Plasma PUFA1 (nM) | Treatment2 |
L3 | Q4 | C5 | Overall P-value6 | |||
---|---|---|---|---|---|---|---|---|
CON | FF30 | FF60 | FF120 | |||||
C18:2 (n-6; LA) | 925 | 907 | 1,120 | 1,300 | 0.20 | 0.93 | 0.64 | 0.58 |
C18:3 (n-3; ALA) | 24.0 | 46.0 | 73.0 | 138 | <0.001 | 0.43 | 0.93 | 0.004 |
C20:3 (n-6) | 1.11 | 1.88 | 1.48 | 1.75 | 0.07 | 0.74 | 0.53 | 0.26 |
C20:4 (n-6; ARA) | 16.9 | 14.2 | 16.4 | 22.2 | 0.56 | 0.65 | 0.80 | 0.89 |
C20:5 (n-3; EPA) | 0.64 | 0.83 | 2.69 | 6.01 | <0.001 | 0.69 | 0.14 | <0.001 |
C22:5 (n-3) | 0.29 | 0.43 | 0.36 | 0.89 | 0.02 | 0.45 | 0.30 | 0.05 |
C22:6 (n-3; DHA) | 8.00 | 10.3 | 13.5 | 29.1 | <0.001 | 0.57 | 0.93 | 0.001 |
Σ n-6 FA:n-3 FA | 28.4 | 16.0 | 12.7 | 7.59 | 0.004 | 0.56 | 0.22 | 0.02 |
Plasma PUFA: linoleic acid (LA), α-linolenic acid (ALA), arachidonic acid (ARA), eicosapentaenoic acid (EPA), and docosahexaenoic acid (DHA). FA = fatty acids.

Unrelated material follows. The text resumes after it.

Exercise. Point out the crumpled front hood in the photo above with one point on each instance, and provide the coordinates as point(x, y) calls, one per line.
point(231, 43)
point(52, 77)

Treatments (n = 6): CON = control, no supplement added to colostrum; FF30 = 30 mL of a 1:1 ratio fish and flaxseed oil blend added to colostrum; FF60 = 60 mL of a 1:1 ratio fish and flaxseed oil blend added to colostrum; FF120 = 120 mL of a 1:1 ratio fish and flaxseed oil blend added to colostrum.
L = linear polynomial contrast.
Q = quadratic polynomial contrast.
C = cubic polynomial contrast.
Overall P-value = treatment effect P-value.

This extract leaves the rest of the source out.